The Olympics

I want to be in the

Citius, Altius, Fortius (Faster, Higher, Stronger). To an Olympic athlete, these three words remind them to give his or her best during competition, knowing that their effort is a victory in itself.

It’s time again for the Olympic Games! The XXIX Olympiad begins in Beijing, China, on 08-08-08. Here are some links related to this amazing international celebration



What’s the weather like — right now — in Beijing, China, where the Olympics will take place this summer (2008)?

Can’t get to China? You can online! Visit http://en.beijing2008.cn/ and you can find the current weather, time, and other facts about this year’s summer games. You can download your own screensaver or wallpaper, and see photos of some of the athletes who will be participating, like US Sprinter Tyson Gay, at http://photo.beijing2008.cn/en.




When and where were the first Olympics?

See http://www.historyforkids.org/learn/greeks/games/olympics.htm. Athens, Greece, was host to the first modern Olympic Summer Games in 1896. The first games were held in ancient Greece in 776 B.C. to honor the Greek gods. Find out more how the ancient games also marked a period of peace for the often warring Greeks. (This site has advertising.)






What do the five interlocking rings mean?

According to http://www.janecky.com/olympics/rings.html, the five rings represent the five major regions of the world: Africa, the Americas, Asia, Europe, and Oceania. The five colors of the rings, which always appear in the same order, are, from top to bottom and left to right: blue, black, red, yellow and green.




How do Olympic torches work, travel and stay lit?

At http://entertainment.howstuffworks.com/olympic-torch6.htm, you learn that the torch symbolizes spirit, knowledge and life. It is delivered from Greece to the host country, and must stay lit the entire way!
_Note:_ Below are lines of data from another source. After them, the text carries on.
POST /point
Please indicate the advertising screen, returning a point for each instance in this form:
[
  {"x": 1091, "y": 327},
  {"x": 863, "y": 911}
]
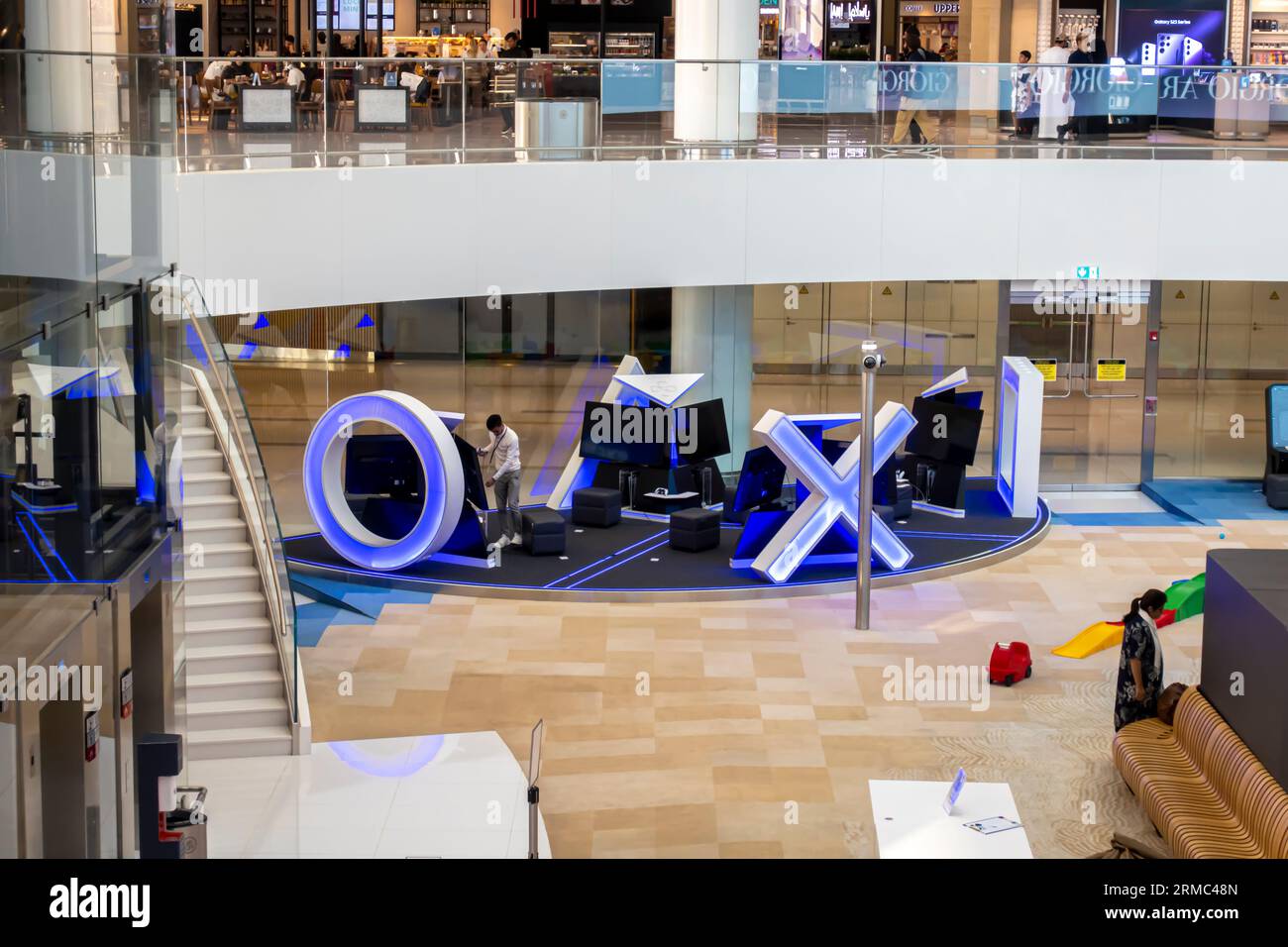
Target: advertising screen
[
  {"x": 1183, "y": 34},
  {"x": 802, "y": 26},
  {"x": 1279, "y": 416},
  {"x": 344, "y": 13}
]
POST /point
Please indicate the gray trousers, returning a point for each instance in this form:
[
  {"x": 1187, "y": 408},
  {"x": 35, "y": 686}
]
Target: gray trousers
[{"x": 506, "y": 488}]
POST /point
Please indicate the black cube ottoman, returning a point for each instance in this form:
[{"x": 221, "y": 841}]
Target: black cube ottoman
[
  {"x": 544, "y": 531},
  {"x": 1276, "y": 491},
  {"x": 695, "y": 530},
  {"x": 596, "y": 506}
]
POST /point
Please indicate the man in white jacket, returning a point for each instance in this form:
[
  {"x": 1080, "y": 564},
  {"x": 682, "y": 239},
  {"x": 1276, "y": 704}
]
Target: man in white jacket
[{"x": 502, "y": 455}]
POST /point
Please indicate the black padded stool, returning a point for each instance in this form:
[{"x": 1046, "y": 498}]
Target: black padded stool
[
  {"x": 695, "y": 530},
  {"x": 596, "y": 506},
  {"x": 1276, "y": 491},
  {"x": 544, "y": 531}
]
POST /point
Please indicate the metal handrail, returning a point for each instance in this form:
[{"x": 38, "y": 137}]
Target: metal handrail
[{"x": 263, "y": 551}]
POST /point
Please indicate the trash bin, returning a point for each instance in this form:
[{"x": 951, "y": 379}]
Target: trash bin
[
  {"x": 561, "y": 129},
  {"x": 189, "y": 821}
]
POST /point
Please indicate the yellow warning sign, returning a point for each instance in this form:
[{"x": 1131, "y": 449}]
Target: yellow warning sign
[
  {"x": 1047, "y": 367},
  {"x": 1111, "y": 369}
]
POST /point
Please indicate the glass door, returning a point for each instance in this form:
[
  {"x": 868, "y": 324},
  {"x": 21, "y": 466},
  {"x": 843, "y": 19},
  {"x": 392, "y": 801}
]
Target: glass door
[
  {"x": 1222, "y": 343},
  {"x": 1089, "y": 339}
]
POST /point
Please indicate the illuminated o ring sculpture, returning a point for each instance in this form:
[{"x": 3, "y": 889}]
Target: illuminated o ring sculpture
[{"x": 441, "y": 464}]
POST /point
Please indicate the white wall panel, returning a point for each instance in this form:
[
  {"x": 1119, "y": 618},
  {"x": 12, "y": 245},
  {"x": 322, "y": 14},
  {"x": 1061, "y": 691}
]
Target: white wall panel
[
  {"x": 1074, "y": 213},
  {"x": 426, "y": 232},
  {"x": 956, "y": 219},
  {"x": 678, "y": 223},
  {"x": 812, "y": 221}
]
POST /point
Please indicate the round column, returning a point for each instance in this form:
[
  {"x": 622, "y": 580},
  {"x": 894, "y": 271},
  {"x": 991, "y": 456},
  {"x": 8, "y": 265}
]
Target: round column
[
  {"x": 59, "y": 88},
  {"x": 716, "y": 102}
]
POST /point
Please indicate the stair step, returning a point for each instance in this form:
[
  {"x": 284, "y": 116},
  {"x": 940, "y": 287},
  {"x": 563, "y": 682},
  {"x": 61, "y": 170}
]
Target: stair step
[
  {"x": 204, "y": 688},
  {"x": 202, "y": 460},
  {"x": 210, "y": 579},
  {"x": 214, "y": 531},
  {"x": 224, "y": 554},
  {"x": 232, "y": 659},
  {"x": 227, "y": 715},
  {"x": 200, "y": 508},
  {"x": 205, "y": 483},
  {"x": 219, "y": 631},
  {"x": 198, "y": 437},
  {"x": 220, "y": 554},
  {"x": 243, "y": 741},
  {"x": 237, "y": 604}
]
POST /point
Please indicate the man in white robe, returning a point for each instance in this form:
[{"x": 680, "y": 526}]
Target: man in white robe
[{"x": 1052, "y": 81}]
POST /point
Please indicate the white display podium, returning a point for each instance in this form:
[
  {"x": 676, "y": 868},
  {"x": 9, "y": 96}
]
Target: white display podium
[{"x": 911, "y": 821}]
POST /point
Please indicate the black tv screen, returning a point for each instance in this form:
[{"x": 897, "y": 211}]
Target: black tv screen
[
  {"x": 381, "y": 464},
  {"x": 475, "y": 491},
  {"x": 760, "y": 480},
  {"x": 960, "y": 431},
  {"x": 711, "y": 432},
  {"x": 625, "y": 434}
]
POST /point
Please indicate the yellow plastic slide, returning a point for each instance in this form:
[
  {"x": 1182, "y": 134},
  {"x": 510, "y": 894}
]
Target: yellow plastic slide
[{"x": 1103, "y": 634}]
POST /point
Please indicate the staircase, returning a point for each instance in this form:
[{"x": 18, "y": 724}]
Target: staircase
[{"x": 236, "y": 694}]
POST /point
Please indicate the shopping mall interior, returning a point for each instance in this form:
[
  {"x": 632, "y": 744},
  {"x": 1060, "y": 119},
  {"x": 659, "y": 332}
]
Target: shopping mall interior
[{"x": 643, "y": 429}]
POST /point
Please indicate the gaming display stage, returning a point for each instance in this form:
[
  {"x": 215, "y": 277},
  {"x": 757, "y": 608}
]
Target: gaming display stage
[{"x": 642, "y": 508}]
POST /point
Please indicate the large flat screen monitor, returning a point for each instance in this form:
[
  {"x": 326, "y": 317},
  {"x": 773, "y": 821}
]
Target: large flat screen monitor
[
  {"x": 381, "y": 466},
  {"x": 944, "y": 431},
  {"x": 625, "y": 434},
  {"x": 760, "y": 480},
  {"x": 475, "y": 491},
  {"x": 711, "y": 432}
]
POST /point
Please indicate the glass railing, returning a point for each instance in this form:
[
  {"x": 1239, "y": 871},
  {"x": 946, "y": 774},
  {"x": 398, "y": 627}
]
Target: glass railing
[
  {"x": 209, "y": 368},
  {"x": 309, "y": 112},
  {"x": 361, "y": 112}
]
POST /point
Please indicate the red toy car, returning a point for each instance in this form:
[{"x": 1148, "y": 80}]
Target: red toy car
[{"x": 1010, "y": 663}]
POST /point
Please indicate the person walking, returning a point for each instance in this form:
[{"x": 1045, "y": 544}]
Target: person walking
[
  {"x": 502, "y": 455},
  {"x": 1054, "y": 89},
  {"x": 1140, "y": 663},
  {"x": 511, "y": 51},
  {"x": 912, "y": 102}
]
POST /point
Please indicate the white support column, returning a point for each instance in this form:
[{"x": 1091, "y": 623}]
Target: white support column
[
  {"x": 711, "y": 334},
  {"x": 59, "y": 88},
  {"x": 716, "y": 102}
]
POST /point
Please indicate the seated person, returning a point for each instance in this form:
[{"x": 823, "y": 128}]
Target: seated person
[
  {"x": 217, "y": 68},
  {"x": 240, "y": 68},
  {"x": 296, "y": 80}
]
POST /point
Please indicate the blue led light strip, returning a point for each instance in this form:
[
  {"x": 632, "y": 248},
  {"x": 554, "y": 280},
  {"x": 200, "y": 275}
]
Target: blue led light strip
[
  {"x": 610, "y": 556},
  {"x": 619, "y": 562},
  {"x": 34, "y": 551},
  {"x": 53, "y": 549}
]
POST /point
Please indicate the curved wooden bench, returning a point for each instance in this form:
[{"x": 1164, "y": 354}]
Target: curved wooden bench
[{"x": 1202, "y": 788}]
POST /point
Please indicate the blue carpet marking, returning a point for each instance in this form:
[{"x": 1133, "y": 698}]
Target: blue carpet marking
[
  {"x": 1209, "y": 501},
  {"x": 1121, "y": 519}
]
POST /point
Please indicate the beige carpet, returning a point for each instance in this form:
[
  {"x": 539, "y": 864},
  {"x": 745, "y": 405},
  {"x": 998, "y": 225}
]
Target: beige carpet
[{"x": 751, "y": 728}]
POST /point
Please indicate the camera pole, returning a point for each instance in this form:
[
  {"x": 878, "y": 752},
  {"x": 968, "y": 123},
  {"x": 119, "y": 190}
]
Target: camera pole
[{"x": 870, "y": 363}]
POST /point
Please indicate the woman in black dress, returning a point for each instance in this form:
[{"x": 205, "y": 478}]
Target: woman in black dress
[{"x": 1140, "y": 665}]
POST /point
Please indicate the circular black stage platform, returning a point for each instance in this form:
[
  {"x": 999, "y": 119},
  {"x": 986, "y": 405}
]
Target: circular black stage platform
[{"x": 632, "y": 560}]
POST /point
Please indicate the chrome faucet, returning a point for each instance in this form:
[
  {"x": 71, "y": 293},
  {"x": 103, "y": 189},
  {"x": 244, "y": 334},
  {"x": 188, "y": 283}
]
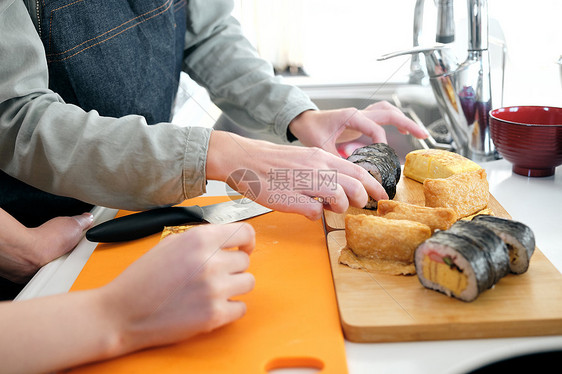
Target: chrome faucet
[{"x": 462, "y": 91}]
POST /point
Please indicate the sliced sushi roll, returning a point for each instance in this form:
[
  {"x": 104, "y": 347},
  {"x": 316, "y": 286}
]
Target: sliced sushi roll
[
  {"x": 382, "y": 163},
  {"x": 489, "y": 242},
  {"x": 518, "y": 237},
  {"x": 380, "y": 150},
  {"x": 453, "y": 265}
]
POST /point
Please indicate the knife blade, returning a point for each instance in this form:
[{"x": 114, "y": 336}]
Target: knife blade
[{"x": 139, "y": 225}]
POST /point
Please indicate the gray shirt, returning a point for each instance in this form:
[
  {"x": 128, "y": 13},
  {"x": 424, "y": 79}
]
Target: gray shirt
[{"x": 123, "y": 162}]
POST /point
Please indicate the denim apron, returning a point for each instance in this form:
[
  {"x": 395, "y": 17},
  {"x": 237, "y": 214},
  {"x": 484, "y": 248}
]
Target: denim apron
[{"x": 115, "y": 56}]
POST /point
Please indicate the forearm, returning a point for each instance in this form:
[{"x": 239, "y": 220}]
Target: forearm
[
  {"x": 56, "y": 332},
  {"x": 121, "y": 163},
  {"x": 241, "y": 83}
]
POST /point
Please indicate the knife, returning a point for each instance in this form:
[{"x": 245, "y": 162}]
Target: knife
[{"x": 139, "y": 225}]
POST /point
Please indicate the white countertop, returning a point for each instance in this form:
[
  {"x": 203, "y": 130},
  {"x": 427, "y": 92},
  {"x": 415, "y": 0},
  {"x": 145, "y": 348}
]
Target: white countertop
[{"x": 522, "y": 197}]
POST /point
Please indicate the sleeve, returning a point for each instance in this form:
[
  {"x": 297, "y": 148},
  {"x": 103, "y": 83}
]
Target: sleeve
[
  {"x": 61, "y": 149},
  {"x": 240, "y": 83}
]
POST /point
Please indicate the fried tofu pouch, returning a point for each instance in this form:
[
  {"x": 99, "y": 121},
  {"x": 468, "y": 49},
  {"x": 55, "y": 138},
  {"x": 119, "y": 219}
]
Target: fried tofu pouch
[
  {"x": 385, "y": 244},
  {"x": 436, "y": 163},
  {"x": 466, "y": 193},
  {"x": 170, "y": 230},
  {"x": 436, "y": 218}
]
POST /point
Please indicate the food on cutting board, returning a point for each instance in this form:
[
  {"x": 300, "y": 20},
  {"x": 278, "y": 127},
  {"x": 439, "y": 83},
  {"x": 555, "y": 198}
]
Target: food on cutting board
[
  {"x": 380, "y": 160},
  {"x": 436, "y": 163},
  {"x": 169, "y": 230},
  {"x": 483, "y": 212},
  {"x": 435, "y": 218},
  {"x": 469, "y": 249},
  {"x": 383, "y": 244},
  {"x": 471, "y": 257},
  {"x": 454, "y": 265},
  {"x": 518, "y": 237},
  {"x": 466, "y": 193}
]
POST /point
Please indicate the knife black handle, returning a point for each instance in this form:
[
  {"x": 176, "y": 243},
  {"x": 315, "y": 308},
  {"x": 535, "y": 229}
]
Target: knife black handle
[{"x": 139, "y": 225}]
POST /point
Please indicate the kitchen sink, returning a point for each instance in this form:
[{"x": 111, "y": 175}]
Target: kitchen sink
[{"x": 417, "y": 102}]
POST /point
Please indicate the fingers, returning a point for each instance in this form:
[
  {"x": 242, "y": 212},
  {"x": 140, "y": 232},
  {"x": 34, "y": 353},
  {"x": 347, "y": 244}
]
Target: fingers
[
  {"x": 383, "y": 113},
  {"x": 240, "y": 235},
  {"x": 62, "y": 234},
  {"x": 84, "y": 220},
  {"x": 364, "y": 124}
]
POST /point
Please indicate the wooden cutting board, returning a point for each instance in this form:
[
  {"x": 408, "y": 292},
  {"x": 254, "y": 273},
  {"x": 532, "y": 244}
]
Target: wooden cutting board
[
  {"x": 291, "y": 320},
  {"x": 375, "y": 307}
]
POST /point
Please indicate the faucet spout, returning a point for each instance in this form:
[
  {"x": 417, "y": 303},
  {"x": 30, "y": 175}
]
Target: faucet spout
[{"x": 462, "y": 91}]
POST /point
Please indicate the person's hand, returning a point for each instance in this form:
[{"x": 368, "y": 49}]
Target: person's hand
[
  {"x": 24, "y": 250},
  {"x": 182, "y": 287},
  {"x": 288, "y": 178},
  {"x": 324, "y": 129}
]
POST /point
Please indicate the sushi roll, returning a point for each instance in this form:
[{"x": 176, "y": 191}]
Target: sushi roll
[
  {"x": 518, "y": 237},
  {"x": 381, "y": 150},
  {"x": 491, "y": 245},
  {"x": 382, "y": 163},
  {"x": 453, "y": 265}
]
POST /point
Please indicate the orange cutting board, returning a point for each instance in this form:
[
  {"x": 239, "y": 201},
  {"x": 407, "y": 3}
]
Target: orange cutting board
[
  {"x": 291, "y": 319},
  {"x": 375, "y": 307}
]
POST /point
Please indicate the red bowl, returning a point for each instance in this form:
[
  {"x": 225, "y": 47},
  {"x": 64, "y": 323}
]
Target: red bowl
[{"x": 530, "y": 137}]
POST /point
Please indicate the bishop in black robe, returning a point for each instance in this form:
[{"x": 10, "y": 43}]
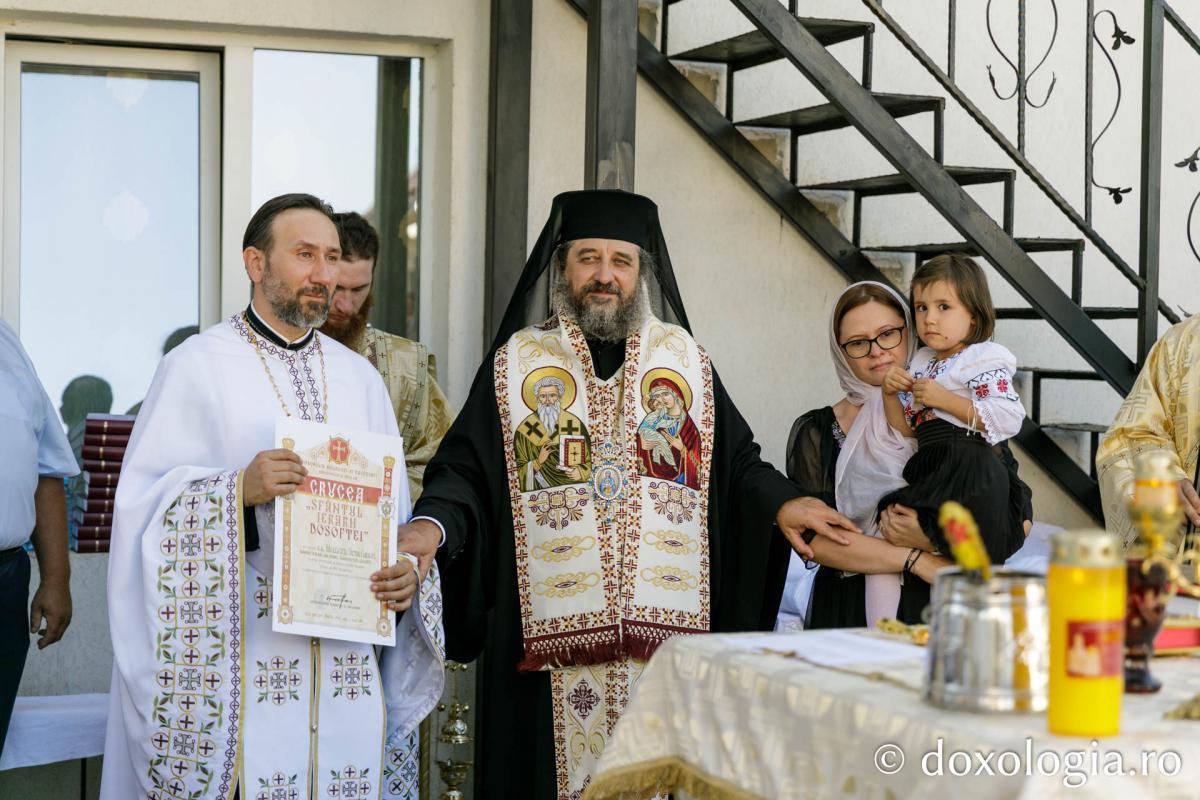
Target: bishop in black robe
[{"x": 467, "y": 493}]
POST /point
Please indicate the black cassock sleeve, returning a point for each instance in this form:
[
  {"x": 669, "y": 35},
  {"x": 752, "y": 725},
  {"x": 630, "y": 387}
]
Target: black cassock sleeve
[
  {"x": 749, "y": 555},
  {"x": 465, "y": 487}
]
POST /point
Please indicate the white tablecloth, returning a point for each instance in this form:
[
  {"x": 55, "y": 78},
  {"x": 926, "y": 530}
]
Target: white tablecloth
[
  {"x": 831, "y": 711},
  {"x": 55, "y": 728}
]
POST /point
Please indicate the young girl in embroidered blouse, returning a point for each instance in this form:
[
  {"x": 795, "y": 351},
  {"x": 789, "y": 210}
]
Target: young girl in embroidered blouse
[{"x": 958, "y": 401}]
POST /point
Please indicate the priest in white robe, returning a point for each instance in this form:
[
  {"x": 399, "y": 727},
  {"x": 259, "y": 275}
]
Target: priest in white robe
[{"x": 208, "y": 702}]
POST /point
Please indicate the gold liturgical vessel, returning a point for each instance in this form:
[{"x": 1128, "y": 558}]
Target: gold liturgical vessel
[{"x": 455, "y": 738}]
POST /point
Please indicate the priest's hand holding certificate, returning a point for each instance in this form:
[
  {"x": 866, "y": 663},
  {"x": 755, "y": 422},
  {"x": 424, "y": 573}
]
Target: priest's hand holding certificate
[
  {"x": 396, "y": 584},
  {"x": 337, "y": 569}
]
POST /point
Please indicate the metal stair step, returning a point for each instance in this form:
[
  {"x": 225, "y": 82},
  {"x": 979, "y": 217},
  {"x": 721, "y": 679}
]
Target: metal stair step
[
  {"x": 899, "y": 184},
  {"x": 1053, "y": 373},
  {"x": 753, "y": 48},
  {"x": 828, "y": 116},
  {"x": 1036, "y": 245},
  {"x": 1095, "y": 312},
  {"x": 1075, "y": 427}
]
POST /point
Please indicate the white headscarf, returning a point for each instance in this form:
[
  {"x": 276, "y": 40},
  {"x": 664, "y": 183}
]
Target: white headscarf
[{"x": 871, "y": 458}]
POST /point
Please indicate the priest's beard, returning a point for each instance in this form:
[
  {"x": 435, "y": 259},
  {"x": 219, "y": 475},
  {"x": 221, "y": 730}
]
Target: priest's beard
[
  {"x": 349, "y": 330},
  {"x": 288, "y": 306},
  {"x": 610, "y": 323},
  {"x": 549, "y": 415}
]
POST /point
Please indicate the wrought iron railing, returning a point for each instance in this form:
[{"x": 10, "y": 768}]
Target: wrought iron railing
[{"x": 1105, "y": 34}]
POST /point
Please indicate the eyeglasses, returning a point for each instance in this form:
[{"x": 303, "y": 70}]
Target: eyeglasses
[{"x": 862, "y": 348}]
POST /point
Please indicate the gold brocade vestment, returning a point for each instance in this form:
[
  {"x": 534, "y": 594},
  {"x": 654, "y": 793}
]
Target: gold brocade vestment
[
  {"x": 423, "y": 413},
  {"x": 1161, "y": 413}
]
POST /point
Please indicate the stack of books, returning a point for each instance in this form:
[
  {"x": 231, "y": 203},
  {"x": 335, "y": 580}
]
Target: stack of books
[{"x": 105, "y": 439}]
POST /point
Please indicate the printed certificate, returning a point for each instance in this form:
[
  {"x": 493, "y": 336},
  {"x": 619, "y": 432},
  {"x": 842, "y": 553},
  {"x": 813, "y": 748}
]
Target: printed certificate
[{"x": 334, "y": 531}]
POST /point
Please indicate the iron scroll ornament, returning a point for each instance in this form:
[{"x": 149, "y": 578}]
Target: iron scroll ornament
[
  {"x": 1192, "y": 166},
  {"x": 1024, "y": 79},
  {"x": 1119, "y": 37}
]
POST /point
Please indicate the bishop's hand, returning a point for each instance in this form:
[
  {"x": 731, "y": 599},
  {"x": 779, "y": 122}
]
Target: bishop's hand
[
  {"x": 801, "y": 515},
  {"x": 271, "y": 474},
  {"x": 419, "y": 537}
]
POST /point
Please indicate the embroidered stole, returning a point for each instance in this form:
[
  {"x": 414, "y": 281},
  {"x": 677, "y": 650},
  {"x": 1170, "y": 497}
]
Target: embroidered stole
[{"x": 610, "y": 515}]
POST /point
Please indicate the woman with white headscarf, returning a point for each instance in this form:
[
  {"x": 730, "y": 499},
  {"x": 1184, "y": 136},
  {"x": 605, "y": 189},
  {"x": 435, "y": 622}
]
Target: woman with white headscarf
[{"x": 849, "y": 456}]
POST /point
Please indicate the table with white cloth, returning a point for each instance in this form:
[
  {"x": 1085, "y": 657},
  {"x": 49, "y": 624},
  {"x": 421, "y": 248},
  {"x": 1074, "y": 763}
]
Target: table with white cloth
[
  {"x": 821, "y": 714},
  {"x": 57, "y": 728}
]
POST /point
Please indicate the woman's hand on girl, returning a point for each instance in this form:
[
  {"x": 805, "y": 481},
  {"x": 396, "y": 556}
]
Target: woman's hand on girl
[
  {"x": 930, "y": 394},
  {"x": 900, "y": 525},
  {"x": 897, "y": 380},
  {"x": 928, "y": 566},
  {"x": 801, "y": 515}
]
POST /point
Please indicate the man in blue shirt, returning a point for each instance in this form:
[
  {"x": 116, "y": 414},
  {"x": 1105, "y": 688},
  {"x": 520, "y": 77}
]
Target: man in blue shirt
[{"x": 36, "y": 457}]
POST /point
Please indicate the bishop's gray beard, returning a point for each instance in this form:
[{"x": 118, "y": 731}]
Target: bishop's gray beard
[
  {"x": 604, "y": 323},
  {"x": 549, "y": 416},
  {"x": 288, "y": 307}
]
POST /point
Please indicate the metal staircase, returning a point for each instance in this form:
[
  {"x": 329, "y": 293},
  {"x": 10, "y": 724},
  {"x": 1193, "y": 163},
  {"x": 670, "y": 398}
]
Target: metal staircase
[{"x": 780, "y": 35}]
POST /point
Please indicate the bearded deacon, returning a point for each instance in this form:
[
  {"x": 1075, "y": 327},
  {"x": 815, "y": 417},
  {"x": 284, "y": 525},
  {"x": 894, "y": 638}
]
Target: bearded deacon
[
  {"x": 207, "y": 697},
  {"x": 568, "y": 585}
]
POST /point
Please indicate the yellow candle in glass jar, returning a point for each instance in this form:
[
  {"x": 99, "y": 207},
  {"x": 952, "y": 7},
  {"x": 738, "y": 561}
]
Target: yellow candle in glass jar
[{"x": 1086, "y": 590}]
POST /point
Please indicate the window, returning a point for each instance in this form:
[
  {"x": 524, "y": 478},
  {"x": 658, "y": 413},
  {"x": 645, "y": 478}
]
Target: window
[{"x": 111, "y": 214}]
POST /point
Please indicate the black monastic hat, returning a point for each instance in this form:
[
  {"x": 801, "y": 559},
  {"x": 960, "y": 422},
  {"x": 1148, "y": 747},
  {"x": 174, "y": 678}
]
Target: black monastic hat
[{"x": 593, "y": 214}]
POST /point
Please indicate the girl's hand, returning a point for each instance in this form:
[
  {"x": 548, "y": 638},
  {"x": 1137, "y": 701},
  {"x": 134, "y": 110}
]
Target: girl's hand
[
  {"x": 897, "y": 380},
  {"x": 930, "y": 394},
  {"x": 900, "y": 527}
]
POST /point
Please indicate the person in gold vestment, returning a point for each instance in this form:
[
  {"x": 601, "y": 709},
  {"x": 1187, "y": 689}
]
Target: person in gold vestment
[
  {"x": 408, "y": 368},
  {"x": 1161, "y": 413}
]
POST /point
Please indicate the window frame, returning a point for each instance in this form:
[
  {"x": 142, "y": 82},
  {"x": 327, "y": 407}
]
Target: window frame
[
  {"x": 205, "y": 66},
  {"x": 235, "y": 48}
]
It all starts in Olympia (Greece), where a flame is ignited by the sun rays reflected off a curved mirror, and then kept burning until the closing of the Olympic Games. Women dressed in robes, resembling those worn in ancient times, light the flame and pass the torch to the first runner in the Olympic Torch relay that ends in the host country (this year, China). (This site has advertising).






Which athlete won the most gold medals?

See http://sfgate.com/cgi-bin/article.cgi?file=/chronicle/archive/2002/09/22/LV47585.DTL, and you’ll learn that USA speed skater Eric Heiden won five individual (not team) gold medals during the 1980 Winter Olympic Games in Lake Placid, NY. Twenty-eight years later, no one has matched or beaten that record. Today, Eric, or Dr. Heiden, is an orthopedic surgeon who lives in California.





Is there a list of all Olympic medalists from over the years?

Yes. See http://www.olympicgameswinners.com/#, and you can research all the medal winners of each Olympiad.






True or False: Tug-of-War used to be an Olympic Sport.

True. Visit http://www.olympic.org/uk/sports/index_uk.asp where you can see a list of all of the games that are played at the Olympics, as well as those that were phased out, like the tug-of-war. If you have the time, keep poking around on this site. There’s a lot to explore.